Voici en quelques mots la trame du roman de José Saramago, Les intermittences de la mort (Points, 2009).
Le 1er janvier d’une nouvelle année inconnue, dans un pays tout aussi inconnu, les gens arrêtent brusquement de mourir. Ils ne rajeunissent pas, ni ne guérissent mais ils ne meurent plus. Tout simplement.
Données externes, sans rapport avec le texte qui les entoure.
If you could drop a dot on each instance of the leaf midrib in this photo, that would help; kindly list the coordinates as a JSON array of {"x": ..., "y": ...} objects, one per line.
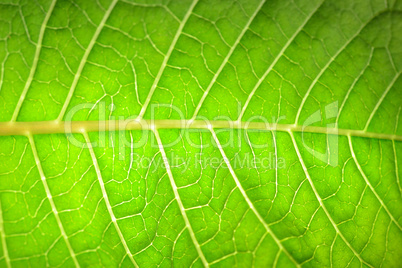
[{"x": 54, "y": 127}]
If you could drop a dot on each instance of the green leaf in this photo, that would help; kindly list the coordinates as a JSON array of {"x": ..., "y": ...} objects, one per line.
[{"x": 200, "y": 133}]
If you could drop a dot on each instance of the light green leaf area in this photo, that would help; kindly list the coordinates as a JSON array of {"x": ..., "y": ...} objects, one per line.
[{"x": 247, "y": 195}]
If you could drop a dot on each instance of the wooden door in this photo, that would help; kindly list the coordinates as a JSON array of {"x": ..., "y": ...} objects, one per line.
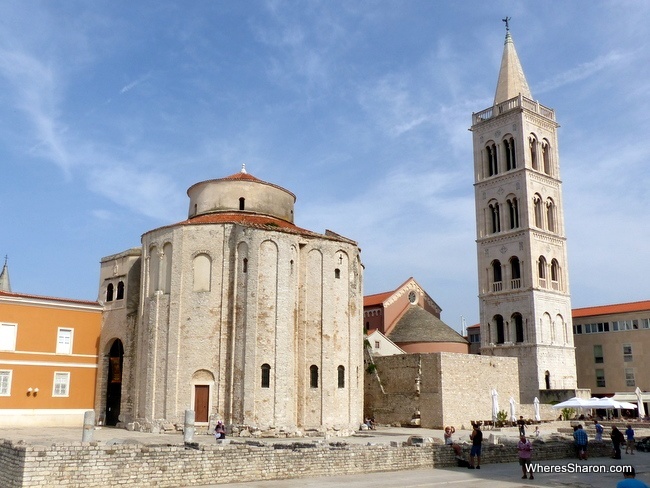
[{"x": 201, "y": 400}]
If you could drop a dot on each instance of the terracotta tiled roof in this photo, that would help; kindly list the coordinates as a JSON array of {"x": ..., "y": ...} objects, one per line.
[
  {"x": 376, "y": 299},
  {"x": 257, "y": 221},
  {"x": 611, "y": 309},
  {"x": 42, "y": 297},
  {"x": 418, "y": 325}
]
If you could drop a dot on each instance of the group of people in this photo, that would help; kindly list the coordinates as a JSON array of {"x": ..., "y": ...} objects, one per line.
[{"x": 581, "y": 440}]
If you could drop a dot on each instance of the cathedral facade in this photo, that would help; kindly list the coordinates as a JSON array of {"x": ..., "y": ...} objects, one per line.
[
  {"x": 525, "y": 306},
  {"x": 235, "y": 313}
]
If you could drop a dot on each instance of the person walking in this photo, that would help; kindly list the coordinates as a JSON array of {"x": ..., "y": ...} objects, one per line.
[
  {"x": 629, "y": 439},
  {"x": 477, "y": 438},
  {"x": 581, "y": 439},
  {"x": 599, "y": 430},
  {"x": 617, "y": 438},
  {"x": 629, "y": 480},
  {"x": 525, "y": 451}
]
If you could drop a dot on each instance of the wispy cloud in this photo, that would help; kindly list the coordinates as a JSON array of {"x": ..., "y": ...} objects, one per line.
[
  {"x": 582, "y": 71},
  {"x": 134, "y": 83},
  {"x": 36, "y": 89}
]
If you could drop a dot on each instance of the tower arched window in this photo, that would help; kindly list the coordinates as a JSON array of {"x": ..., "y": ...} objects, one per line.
[
  {"x": 513, "y": 212},
  {"x": 266, "y": 376},
  {"x": 492, "y": 159},
  {"x": 537, "y": 208},
  {"x": 501, "y": 336},
  {"x": 550, "y": 216},
  {"x": 555, "y": 274},
  {"x": 541, "y": 270},
  {"x": 519, "y": 327},
  {"x": 313, "y": 376},
  {"x": 497, "y": 283},
  {"x": 532, "y": 142},
  {"x": 509, "y": 146},
  {"x": 546, "y": 156},
  {"x": 341, "y": 376},
  {"x": 495, "y": 217},
  {"x": 515, "y": 272}
]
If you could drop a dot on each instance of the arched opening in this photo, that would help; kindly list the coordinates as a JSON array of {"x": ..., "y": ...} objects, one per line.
[
  {"x": 501, "y": 336},
  {"x": 341, "y": 376},
  {"x": 266, "y": 375},
  {"x": 497, "y": 284},
  {"x": 114, "y": 383},
  {"x": 313, "y": 376},
  {"x": 519, "y": 327},
  {"x": 120, "y": 291},
  {"x": 515, "y": 270}
]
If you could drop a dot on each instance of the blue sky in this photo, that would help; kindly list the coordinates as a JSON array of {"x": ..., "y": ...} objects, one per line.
[{"x": 109, "y": 111}]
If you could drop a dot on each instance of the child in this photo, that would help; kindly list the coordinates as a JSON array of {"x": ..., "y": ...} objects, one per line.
[{"x": 525, "y": 449}]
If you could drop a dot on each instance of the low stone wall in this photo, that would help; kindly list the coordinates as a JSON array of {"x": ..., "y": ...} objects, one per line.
[{"x": 93, "y": 465}]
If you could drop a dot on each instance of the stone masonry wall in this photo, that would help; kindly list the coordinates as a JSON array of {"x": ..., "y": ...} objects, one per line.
[{"x": 89, "y": 465}]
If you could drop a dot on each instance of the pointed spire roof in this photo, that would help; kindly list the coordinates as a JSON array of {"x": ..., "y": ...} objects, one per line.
[
  {"x": 512, "y": 80},
  {"x": 5, "y": 284}
]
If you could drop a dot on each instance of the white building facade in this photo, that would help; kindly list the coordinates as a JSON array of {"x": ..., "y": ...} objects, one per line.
[
  {"x": 525, "y": 307},
  {"x": 241, "y": 316}
]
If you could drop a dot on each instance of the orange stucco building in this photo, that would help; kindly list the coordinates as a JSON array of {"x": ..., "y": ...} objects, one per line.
[{"x": 48, "y": 359}]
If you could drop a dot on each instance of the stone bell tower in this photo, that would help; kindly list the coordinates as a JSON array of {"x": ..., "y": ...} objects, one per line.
[{"x": 525, "y": 307}]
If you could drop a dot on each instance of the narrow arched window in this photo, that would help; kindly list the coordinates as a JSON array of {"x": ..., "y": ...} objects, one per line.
[
  {"x": 509, "y": 147},
  {"x": 542, "y": 271},
  {"x": 313, "y": 376},
  {"x": 497, "y": 285},
  {"x": 555, "y": 274},
  {"x": 546, "y": 157},
  {"x": 266, "y": 376},
  {"x": 501, "y": 337},
  {"x": 120, "y": 290},
  {"x": 519, "y": 327},
  {"x": 495, "y": 215},
  {"x": 533, "y": 152},
  {"x": 513, "y": 213},
  {"x": 493, "y": 165},
  {"x": 537, "y": 207},
  {"x": 515, "y": 271},
  {"x": 341, "y": 375},
  {"x": 550, "y": 215}
]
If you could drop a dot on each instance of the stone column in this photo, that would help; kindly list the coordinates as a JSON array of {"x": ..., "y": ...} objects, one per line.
[{"x": 89, "y": 426}]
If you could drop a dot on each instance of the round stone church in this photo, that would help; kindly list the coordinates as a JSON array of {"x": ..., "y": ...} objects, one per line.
[{"x": 235, "y": 313}]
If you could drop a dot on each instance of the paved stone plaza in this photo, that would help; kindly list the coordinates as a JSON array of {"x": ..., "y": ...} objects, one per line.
[{"x": 490, "y": 475}]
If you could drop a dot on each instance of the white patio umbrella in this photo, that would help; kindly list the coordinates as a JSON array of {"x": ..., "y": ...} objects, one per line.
[
  {"x": 513, "y": 415},
  {"x": 536, "y": 406},
  {"x": 639, "y": 402},
  {"x": 574, "y": 402},
  {"x": 495, "y": 405}
]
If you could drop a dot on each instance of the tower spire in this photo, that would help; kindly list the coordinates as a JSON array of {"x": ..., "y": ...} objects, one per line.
[
  {"x": 5, "y": 284},
  {"x": 512, "y": 80}
]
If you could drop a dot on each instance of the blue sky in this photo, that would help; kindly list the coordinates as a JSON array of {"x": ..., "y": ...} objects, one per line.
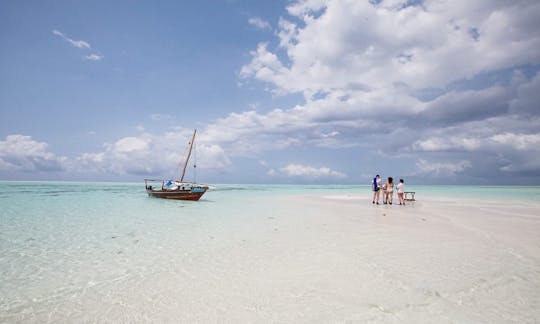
[{"x": 280, "y": 91}]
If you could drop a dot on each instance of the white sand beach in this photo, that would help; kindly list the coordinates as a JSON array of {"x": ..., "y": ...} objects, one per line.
[{"x": 313, "y": 258}]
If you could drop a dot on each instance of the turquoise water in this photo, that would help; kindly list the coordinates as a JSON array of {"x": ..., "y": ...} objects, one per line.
[{"x": 66, "y": 248}]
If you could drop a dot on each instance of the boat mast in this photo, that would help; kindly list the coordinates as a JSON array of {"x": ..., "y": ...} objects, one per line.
[{"x": 189, "y": 155}]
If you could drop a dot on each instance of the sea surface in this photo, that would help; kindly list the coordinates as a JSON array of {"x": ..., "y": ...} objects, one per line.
[{"x": 100, "y": 252}]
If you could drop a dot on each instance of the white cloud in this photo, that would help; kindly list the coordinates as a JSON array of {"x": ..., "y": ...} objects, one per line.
[
  {"x": 353, "y": 43},
  {"x": 153, "y": 154},
  {"x": 438, "y": 169},
  {"x": 22, "y": 153},
  {"x": 93, "y": 57},
  {"x": 361, "y": 66},
  {"x": 259, "y": 23},
  {"x": 81, "y": 44},
  {"x": 309, "y": 172},
  {"x": 76, "y": 43}
]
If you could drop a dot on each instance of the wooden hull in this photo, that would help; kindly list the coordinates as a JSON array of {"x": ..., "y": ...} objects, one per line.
[{"x": 177, "y": 194}]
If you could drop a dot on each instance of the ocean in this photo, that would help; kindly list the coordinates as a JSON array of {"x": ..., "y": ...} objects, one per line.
[{"x": 106, "y": 252}]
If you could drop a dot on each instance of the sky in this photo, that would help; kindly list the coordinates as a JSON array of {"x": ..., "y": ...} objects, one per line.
[{"x": 300, "y": 91}]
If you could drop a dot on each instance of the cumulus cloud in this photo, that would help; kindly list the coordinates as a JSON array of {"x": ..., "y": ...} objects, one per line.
[
  {"x": 93, "y": 57},
  {"x": 153, "y": 154},
  {"x": 405, "y": 78},
  {"x": 343, "y": 43},
  {"x": 75, "y": 43},
  {"x": 81, "y": 44},
  {"x": 21, "y": 153},
  {"x": 259, "y": 23},
  {"x": 438, "y": 169},
  {"x": 309, "y": 172}
]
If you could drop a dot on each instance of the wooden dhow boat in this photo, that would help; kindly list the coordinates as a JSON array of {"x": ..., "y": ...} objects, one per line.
[{"x": 177, "y": 189}]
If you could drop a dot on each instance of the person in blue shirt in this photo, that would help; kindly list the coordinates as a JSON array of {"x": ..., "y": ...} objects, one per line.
[{"x": 376, "y": 187}]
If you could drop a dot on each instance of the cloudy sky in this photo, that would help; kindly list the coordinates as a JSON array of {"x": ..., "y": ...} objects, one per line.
[{"x": 305, "y": 91}]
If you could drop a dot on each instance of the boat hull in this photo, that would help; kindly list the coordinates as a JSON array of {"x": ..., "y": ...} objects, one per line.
[{"x": 177, "y": 194}]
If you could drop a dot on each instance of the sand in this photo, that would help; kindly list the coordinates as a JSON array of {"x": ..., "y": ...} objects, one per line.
[
  {"x": 339, "y": 259},
  {"x": 304, "y": 259}
]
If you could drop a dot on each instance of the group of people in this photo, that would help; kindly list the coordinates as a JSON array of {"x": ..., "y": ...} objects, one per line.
[{"x": 387, "y": 190}]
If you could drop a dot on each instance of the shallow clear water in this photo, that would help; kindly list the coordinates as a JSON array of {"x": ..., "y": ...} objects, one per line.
[{"x": 106, "y": 251}]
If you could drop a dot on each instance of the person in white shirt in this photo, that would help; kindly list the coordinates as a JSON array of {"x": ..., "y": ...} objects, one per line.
[{"x": 401, "y": 190}]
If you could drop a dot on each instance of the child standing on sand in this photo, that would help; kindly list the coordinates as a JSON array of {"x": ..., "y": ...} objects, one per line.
[
  {"x": 376, "y": 187},
  {"x": 390, "y": 190},
  {"x": 401, "y": 190}
]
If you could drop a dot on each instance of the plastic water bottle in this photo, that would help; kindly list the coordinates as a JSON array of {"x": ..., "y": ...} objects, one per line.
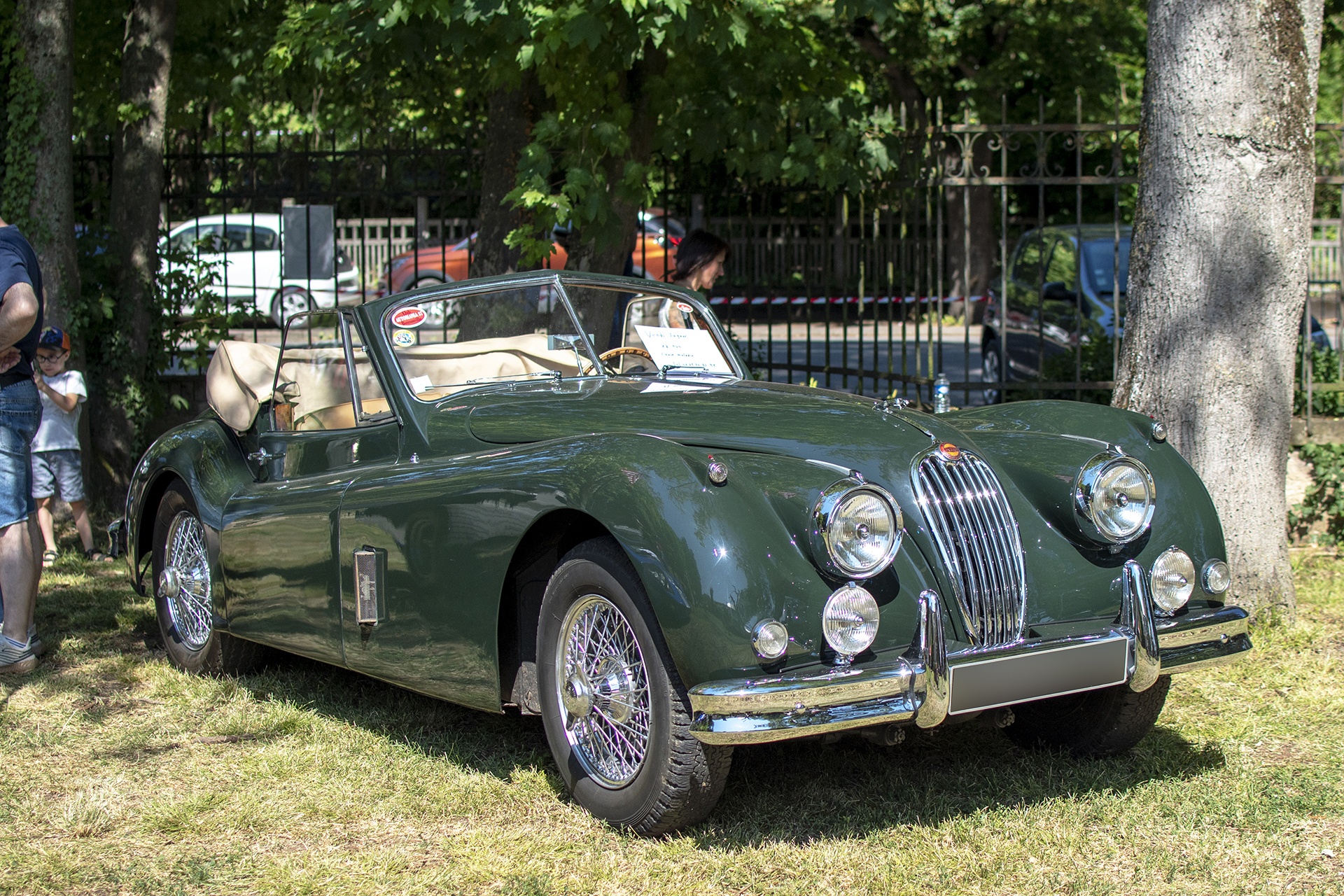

Les personnes à l’agonie restent en suspens, comme si elles refusaient de franchir la frontière qui les séparent de l’enfer, du purgatoire ou du paradis.
Se posent alors de nombreux problèmes pratiques: hôpitaux surchargés, maisons de retraites bondées (et oui le turn-over habituel possible uniquement grâce aux décés est en panne), assurances effrayées par la faillite, surpopulation, vieillssement infini…Pour la population, cette grève de la mort est vécue soit comme un fardeau (pour les suicidaires et les mourants) soit comme une bénédiction.
L’Etat, tout comme l’Eglise menacée de disparition, décident alors d’intervenir et n’hésitent pas à utiliser des moyens illégaux et peu orthodoxes pour rassurer la population et protéger leurs propres intérêts.
Alors que tout le monde se fait peu à peu à l’idée de la vie éternelle, la mort décide de reprendre ses droits, sans crier gare. Ne s’agissait-il que d’une trève? La mort se jouerait-elle des simples et faibles vivants que nous sommes?
En faisant de la mort un personnage à part entière qui peut faire preuve de réflexions, de susceptibilité et de sens pratique, José Sarramago donne à la mort un nouveau visage, un visage presque humain, qui la rend réellement attachante aux yeux du lecteur. En utilisant le point de vue de la mort comme point de vue narratif principal, l’auteur nous pousse à prendre du recul, à nous moquer de nous-même et à réfléchir à cette angoisse si propre à l’humanité: la peur de mourir.
Avec humour, cynisme et virtuosité, l’écrivain se joue des politiques, des philospohes, des religieux et des petites gens qui, en réalité, ont tous besoin de la mort, à différents degrés.
José Sarramago remet ainsi en cause plus de 2000 ans de civilisation judéo-chrétienne, qui a basé toute sa foi sur le culte de la résurrection et dont l’Eglise a basé son pouvoir et son influence sur la vie après la mort ou l’absolution des péchés avant le dernier soupir.
Sarramago dresse un portrait intransigeant de la condition humaine qui, comme à son habitude, ne peut se satisfaire de ce qui lui est offert, même s’il s’agit là de la vie éternelle. Iune grande virtuoisté linguistique.
Et si la mort se mettait à son tour en grève?
Cet ouvrage m’a davantage paru comme étant un monologue intérieur vide de sens. Le thème était pourtant intéressant. Pour s’accrocher aux mots il faut vraiment être détaché de tout intérêt. J’ai aussi été destabilisée par la syntaxe: un champ de mines et de désoeuvrement littéraire. A revoir. L’auteur s’est-il relu ou joue-t-il sur sa « popularité » ou sur sa popu-nullité?